I pause. Josh will need something practical to occupy him or he’ll be jumping on a plane, whatever I say.

‘If you can carry on looking after Hammie, please, that would be great? And you could also keep an eye on the house. Make sure there isn’t any post sticking out of the letterbox. Water the plants.’

‘Yeah, I can do that. Is… is he getting the right care over there? Wouldn’t you be better off in the UK?’

‘We’ll be back at some stage, but there’s nothing anyone can do to wake Adam up.’

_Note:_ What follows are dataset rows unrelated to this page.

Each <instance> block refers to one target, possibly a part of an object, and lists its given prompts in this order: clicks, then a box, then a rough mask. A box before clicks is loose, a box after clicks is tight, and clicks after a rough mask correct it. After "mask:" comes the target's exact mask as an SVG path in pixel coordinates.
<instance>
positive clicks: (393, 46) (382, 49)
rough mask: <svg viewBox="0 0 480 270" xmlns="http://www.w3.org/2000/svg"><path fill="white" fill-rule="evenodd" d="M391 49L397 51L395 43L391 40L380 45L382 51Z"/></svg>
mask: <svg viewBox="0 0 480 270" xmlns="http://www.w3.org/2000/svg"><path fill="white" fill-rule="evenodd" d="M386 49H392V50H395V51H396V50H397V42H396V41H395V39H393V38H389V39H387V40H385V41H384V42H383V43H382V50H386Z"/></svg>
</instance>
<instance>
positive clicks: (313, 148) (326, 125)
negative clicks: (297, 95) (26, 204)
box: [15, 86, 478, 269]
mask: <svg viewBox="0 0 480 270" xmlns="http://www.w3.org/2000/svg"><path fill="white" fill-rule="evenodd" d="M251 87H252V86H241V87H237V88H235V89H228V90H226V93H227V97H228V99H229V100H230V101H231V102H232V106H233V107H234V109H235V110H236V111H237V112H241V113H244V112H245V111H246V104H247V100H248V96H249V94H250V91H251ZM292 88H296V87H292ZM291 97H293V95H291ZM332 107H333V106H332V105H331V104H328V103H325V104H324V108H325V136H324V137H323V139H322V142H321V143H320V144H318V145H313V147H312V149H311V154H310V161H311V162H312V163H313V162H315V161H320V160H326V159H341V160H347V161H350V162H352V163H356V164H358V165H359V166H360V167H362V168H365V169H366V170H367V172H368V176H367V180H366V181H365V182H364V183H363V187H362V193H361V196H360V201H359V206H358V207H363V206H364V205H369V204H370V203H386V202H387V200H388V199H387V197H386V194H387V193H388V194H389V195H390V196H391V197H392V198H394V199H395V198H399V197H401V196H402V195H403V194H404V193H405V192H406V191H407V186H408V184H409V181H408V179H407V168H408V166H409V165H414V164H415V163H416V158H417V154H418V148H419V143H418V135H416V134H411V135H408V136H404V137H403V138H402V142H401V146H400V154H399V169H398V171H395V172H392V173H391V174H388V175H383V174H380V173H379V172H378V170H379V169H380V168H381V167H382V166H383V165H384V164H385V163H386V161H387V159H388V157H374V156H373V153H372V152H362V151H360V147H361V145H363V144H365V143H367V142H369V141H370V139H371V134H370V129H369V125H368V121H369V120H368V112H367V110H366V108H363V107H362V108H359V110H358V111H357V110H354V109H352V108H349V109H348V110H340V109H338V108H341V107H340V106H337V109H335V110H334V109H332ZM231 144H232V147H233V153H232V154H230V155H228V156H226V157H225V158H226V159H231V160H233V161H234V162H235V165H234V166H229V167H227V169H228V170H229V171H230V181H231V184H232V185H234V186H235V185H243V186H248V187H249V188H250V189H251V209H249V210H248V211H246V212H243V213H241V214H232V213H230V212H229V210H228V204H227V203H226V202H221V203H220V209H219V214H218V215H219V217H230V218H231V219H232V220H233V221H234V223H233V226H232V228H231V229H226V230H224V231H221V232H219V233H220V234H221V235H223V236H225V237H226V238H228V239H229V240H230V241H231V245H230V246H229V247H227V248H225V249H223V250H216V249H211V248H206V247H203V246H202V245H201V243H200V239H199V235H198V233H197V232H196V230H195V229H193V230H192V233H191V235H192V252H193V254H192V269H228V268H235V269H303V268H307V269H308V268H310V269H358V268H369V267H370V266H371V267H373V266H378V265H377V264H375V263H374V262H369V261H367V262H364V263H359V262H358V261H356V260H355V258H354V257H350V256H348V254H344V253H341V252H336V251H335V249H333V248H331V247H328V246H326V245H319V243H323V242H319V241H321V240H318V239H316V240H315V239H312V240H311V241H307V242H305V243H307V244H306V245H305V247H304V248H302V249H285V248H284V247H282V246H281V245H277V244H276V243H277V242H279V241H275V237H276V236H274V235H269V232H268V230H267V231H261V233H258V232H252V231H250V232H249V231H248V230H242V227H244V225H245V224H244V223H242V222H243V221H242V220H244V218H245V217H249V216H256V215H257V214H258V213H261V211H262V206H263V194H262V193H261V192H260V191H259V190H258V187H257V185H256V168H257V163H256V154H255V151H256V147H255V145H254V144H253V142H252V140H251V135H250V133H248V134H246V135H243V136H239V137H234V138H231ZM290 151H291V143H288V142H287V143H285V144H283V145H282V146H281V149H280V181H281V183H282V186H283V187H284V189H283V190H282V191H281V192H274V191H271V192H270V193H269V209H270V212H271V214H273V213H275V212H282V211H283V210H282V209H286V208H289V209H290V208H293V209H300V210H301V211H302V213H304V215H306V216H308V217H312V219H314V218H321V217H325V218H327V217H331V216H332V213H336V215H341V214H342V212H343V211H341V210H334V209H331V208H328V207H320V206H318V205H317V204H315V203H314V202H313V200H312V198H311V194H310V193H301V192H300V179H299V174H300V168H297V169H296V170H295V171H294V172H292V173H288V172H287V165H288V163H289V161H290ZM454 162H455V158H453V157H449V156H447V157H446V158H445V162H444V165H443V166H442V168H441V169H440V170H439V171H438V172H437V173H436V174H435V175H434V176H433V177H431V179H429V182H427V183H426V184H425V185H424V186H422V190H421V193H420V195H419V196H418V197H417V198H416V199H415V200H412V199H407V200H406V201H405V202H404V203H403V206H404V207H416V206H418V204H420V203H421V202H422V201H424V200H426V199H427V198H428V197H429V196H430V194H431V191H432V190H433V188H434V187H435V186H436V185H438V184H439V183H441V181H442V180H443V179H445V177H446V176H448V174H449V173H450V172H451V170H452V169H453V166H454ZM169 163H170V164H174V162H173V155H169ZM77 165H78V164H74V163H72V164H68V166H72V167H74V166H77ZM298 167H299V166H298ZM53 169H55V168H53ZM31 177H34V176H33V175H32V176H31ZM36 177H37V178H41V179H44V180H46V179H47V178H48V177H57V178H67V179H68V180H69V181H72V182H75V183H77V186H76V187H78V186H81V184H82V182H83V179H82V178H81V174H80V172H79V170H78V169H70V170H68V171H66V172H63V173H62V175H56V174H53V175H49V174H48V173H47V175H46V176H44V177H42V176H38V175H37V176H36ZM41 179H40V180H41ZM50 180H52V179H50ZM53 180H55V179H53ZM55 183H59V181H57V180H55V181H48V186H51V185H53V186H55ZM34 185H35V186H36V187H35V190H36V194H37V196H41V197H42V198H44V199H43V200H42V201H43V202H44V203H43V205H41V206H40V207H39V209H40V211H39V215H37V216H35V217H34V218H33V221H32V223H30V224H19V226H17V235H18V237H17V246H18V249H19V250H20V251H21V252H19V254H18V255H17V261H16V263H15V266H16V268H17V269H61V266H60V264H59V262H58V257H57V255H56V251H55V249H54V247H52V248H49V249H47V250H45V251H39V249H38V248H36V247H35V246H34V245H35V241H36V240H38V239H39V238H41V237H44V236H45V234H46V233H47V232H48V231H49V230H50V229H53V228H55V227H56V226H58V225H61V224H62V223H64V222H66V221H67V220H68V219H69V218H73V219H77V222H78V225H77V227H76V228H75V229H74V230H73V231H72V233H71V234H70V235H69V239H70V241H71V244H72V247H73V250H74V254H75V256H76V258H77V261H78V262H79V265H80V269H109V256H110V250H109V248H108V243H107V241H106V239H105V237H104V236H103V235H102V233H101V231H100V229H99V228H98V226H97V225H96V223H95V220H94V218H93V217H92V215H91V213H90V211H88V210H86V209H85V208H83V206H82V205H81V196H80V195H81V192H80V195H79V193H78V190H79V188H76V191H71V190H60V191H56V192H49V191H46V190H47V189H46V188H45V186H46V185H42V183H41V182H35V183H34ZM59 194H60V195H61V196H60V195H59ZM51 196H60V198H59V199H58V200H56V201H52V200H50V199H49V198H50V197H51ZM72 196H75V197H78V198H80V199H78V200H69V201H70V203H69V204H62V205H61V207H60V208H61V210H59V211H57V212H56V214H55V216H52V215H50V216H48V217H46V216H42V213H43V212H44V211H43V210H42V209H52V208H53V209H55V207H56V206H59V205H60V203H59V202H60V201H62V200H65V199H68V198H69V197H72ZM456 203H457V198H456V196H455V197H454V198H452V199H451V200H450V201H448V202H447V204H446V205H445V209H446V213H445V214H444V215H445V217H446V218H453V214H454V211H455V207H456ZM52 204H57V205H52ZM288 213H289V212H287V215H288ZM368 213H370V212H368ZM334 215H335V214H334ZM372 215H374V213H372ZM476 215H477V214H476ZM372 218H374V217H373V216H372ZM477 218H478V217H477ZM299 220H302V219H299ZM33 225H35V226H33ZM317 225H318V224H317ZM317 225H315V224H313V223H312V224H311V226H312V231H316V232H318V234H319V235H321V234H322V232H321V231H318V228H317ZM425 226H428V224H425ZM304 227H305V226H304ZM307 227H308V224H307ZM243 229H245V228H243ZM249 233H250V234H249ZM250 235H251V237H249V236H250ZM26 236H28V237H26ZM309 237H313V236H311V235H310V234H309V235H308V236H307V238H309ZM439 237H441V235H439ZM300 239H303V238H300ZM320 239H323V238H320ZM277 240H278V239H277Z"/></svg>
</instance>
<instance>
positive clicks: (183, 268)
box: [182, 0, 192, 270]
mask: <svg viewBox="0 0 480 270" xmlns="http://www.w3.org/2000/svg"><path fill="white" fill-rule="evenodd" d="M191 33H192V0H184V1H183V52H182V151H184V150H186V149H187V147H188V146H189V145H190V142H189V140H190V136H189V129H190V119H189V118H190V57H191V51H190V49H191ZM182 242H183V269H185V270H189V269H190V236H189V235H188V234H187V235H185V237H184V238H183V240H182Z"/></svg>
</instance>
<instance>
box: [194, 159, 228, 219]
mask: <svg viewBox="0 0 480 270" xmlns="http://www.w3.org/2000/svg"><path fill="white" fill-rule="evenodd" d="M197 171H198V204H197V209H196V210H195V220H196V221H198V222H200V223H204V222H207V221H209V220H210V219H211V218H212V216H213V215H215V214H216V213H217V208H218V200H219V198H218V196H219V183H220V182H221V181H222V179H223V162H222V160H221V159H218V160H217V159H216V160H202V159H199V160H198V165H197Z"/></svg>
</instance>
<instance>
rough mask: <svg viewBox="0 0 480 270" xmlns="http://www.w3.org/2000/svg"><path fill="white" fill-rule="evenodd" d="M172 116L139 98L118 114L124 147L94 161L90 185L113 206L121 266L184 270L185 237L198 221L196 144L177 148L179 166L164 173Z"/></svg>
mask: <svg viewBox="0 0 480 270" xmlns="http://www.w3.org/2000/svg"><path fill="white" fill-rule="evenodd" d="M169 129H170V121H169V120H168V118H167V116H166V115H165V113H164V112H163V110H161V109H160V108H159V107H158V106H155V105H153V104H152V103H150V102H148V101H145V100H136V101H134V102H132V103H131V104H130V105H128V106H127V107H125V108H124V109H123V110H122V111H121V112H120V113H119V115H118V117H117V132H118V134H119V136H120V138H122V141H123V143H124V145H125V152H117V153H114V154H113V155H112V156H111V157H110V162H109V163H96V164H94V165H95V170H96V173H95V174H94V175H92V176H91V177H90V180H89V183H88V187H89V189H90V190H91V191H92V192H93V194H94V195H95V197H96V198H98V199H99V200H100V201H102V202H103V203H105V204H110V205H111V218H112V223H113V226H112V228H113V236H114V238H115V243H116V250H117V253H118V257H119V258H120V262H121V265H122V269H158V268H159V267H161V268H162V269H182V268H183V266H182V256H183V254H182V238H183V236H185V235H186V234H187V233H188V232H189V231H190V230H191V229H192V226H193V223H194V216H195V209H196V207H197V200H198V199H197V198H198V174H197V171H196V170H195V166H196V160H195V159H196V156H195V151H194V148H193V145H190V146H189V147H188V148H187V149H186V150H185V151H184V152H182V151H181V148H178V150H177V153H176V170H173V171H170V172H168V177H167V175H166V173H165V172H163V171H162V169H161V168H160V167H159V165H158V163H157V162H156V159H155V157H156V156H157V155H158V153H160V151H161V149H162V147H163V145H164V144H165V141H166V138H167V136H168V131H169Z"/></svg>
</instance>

‘But he could just wake up, couldn’t he?’ Josh sounds like a small boy.

A 3 per cent chance of recovery.

‘Of course.’ I am the adult. I am good at pretending. ‘At any time.’

‘And then he’ll be fucking unbearable. You know how he gets when he has a cold. Going on about it weeks later. We’ll never hear the end of a coma.’

I smile. ‘You’re right. He’s never great when he’s sick. A few months back I had tonsillitis and felt terrible. I took myself off to bed. Adam came in and laid down next to me. Said he’d sneezed and was worried he’d was getting the flu. Asked me what was for dinner.’

‘I can believe that. Did he ever tell you that when we shared a flat he had a cold and convinced himself he’d never recover? I wouldn’t indulge him so he dragged himself to the chemist and asked for some euthanasia tablets. “Don’t you mean echinacea?” the pharmacist asked. “I know what I mean,” Adam had said.’

We both laugh and it feels good.

It feels hopeful.

‘I’ve got to go, Josh, but I will keep in touch. Is there anything you want me to tell Adam?’

‘Yeah, tell him a one-legged, half-blind ape could save more goals than he does nowadays…’ I hear how painful this is for him. ‘Tell him… tell him that I love him.’ He cuts the call, leaving me with the dial tone in my ear and a lump in my throat. I don’t think Adam quite likes football as much as he used to, but he kept going so he could spend time with Josh.